Counseling professor, students help families heal from gun violence

Kim Snow

Governors State University  (GSU) Counseling Professor Tracey ‘Kim” Snow and College of Education Dean Shannon Dermer recently joined Indiana families and public officials to announce a new grassroots resource that will help the community cope with loved ones lost to gun violence.

Organizers formed the Circle of Love, a support group for families affected by gun violence in Northwest Indiana, after its founder, Sylvia Galvan, lost her son, Thaddeus, in 2016. The tragedy  inspired Galvan to create the organization to fill a gap of resources that she once needed. Now, the group will act as a liaison between police and families and provide counseling and other resources including access to GSU’s Student Counseling Services.

This isn’t the first group of this kind the university has worked with. For about a decade GSU and Parents for Peace and Justice, a similar group out of Chicago, have partnered to offer services to those processing grief and trauma, while offering counseling students valuable experience.  

Snow, who has offered free counseling to those affected by gun violence for years, said she and some of her students have taken impacted families on weekend retreats, including to a donor's private beach house in Michigan. There, they’ve done art, music, yoga, process groups and other educational activities. She also worked to create a 10-week course tailored for kids to help them process trauma and loss. 

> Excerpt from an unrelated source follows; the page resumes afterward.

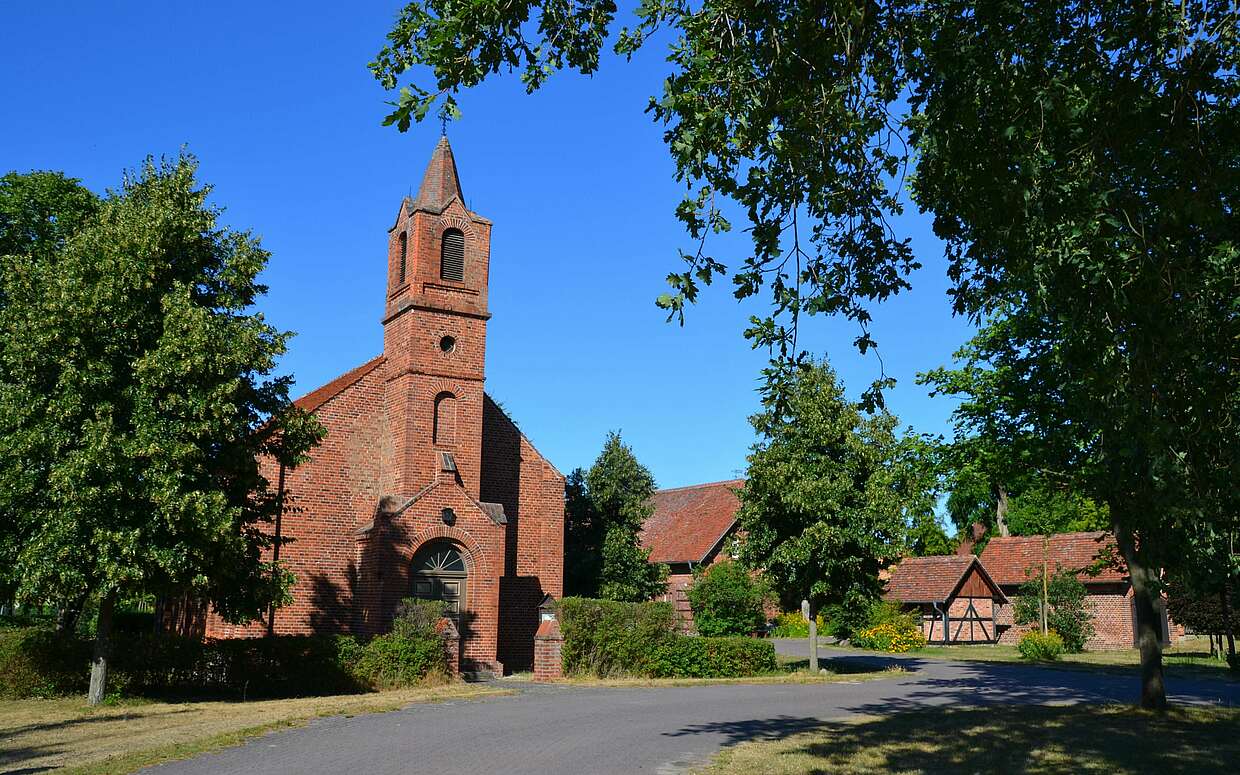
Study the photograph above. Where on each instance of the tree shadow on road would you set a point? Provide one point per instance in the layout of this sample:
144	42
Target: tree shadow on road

These efforts offer an opportunity for some of her students who are from these communities to make a difference,  Snow said. 

“I’ve had so many students of color who say this is their story, whether they’ve had family that’s incarcerated or affected by gun violence,” she said. And as someone who lost a daughter to a terminal illness at the age of 23, Snow understands “the pain and grief of losing a child as a mother.” 

“I’ve also been aware that as a single mom with six kids, if I lived in another area, then my kids could’ve been on either end of the violence,” she said. 

“My daughter was my greatest teacher,” said Snow, who uses the pain of that loss to offer compassion to her clients as she helps them build a path towards healing, noting that it “requires using our pain to give back to others.” 

“She taught me how to appreciate every day in life,” Snow goes on to say. “Now I feel like this work is my way of staying true to GSU’s mission statement.”

To help more families of gun violence victims, more work is underway at GSU. Snow said her department has received a grant to do preventive work that focuses on the psycho education of  students in fourth to seventh grades. The goal is to find a way of providing individual and group counseling to give children a sense of belonging and connection, Snow said.  Some of Snow’s students are also working on a resource guide to help parents with mental health support, which will be ready by the end of the spring semester.